病気になるという点ではどちらも許せませんが、役立つ菌がいる分、まだ細菌の方がマシですね。
細菌・ウイルス性の病気にかかった場合はどうする?
細菌には抗生物質
細菌が原因で具合が悪くなった時は、抗生物質の薬が渡されます。抗生物質は細菌の細胞を攻撃する作用を持ち、細胞を破壊することで細菌を死滅させる効果が。
害となる細菌をある程度減らした後は、ゆっくり休んで体調の回復を待ちます。
抗生物質は強力な一方で、使い過ぎると細菌に耐性ができてしまう欠点も。必ず医師の指示に従った分量を守り、余った薬を別の機会に飲むようなことは避けましょう。
ウイルスに対抗する薬は…
ウイルスに感染した場合、抗生物質を飲んでも体調は良くなりません。なぜならウイルスには細胞がないため、細胞を壊して死滅を狙う抗生物質は向いていないのです。

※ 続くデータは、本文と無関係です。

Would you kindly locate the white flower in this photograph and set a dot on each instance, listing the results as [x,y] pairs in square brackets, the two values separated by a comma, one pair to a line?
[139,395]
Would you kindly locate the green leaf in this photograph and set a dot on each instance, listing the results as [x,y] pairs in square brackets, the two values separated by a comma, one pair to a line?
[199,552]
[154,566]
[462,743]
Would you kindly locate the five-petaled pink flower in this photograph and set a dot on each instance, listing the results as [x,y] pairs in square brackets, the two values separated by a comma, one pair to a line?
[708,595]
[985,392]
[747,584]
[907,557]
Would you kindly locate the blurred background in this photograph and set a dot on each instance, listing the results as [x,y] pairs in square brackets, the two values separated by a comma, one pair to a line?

更にウイルスに直接効果を発揮する薬は少なく、特定のウイルスにしか効果のないものがほとんど。そのためウイルス性の病気の場合、ウイルスが原因で起こる諸症状を緩和する薬が渡されます。
ウイルスに対抗するワクチン
ウイルスに有効な薬は少ないのですが、感染しないためのワクチンが存在します。
ワクチンとは、感染力を弱めたウイルスから作られ、接種することで「感染した」状態を作るもの。おたふく風邪や風疹の予防接種を、子供の頃に受けた覚えはありませんか?この時注射されたのがワクチンで、これによって苦しい病気にならなくて済むんですよ。
ちなみにインフルエンザは、その年によって有効なワクチンが変わります。というのも、インフルエンザにはいくつかの型がある上、すぐに変化してワクチンが効きにくくなるためです。だから一度摂取したら、一生インフルエンザに掛からない…とはならないのです。
似ているようでかなり違う
どちらも体調不良や病気の原因となる細菌とウイルスは、同じようなものと思われがち。しかしそれぞれ違う存在ですし、感染した場合の対処法も違ってきます。
悪い菌もあれば良い菌もあり、感染した場合は抗生物質が効く細菌。
悪いものばかりで抗生物質も効果がないが、予防できるワクチンがあるウイルス。
出来れば感染したくありませんが、万が一の時は違いを理解したいですね。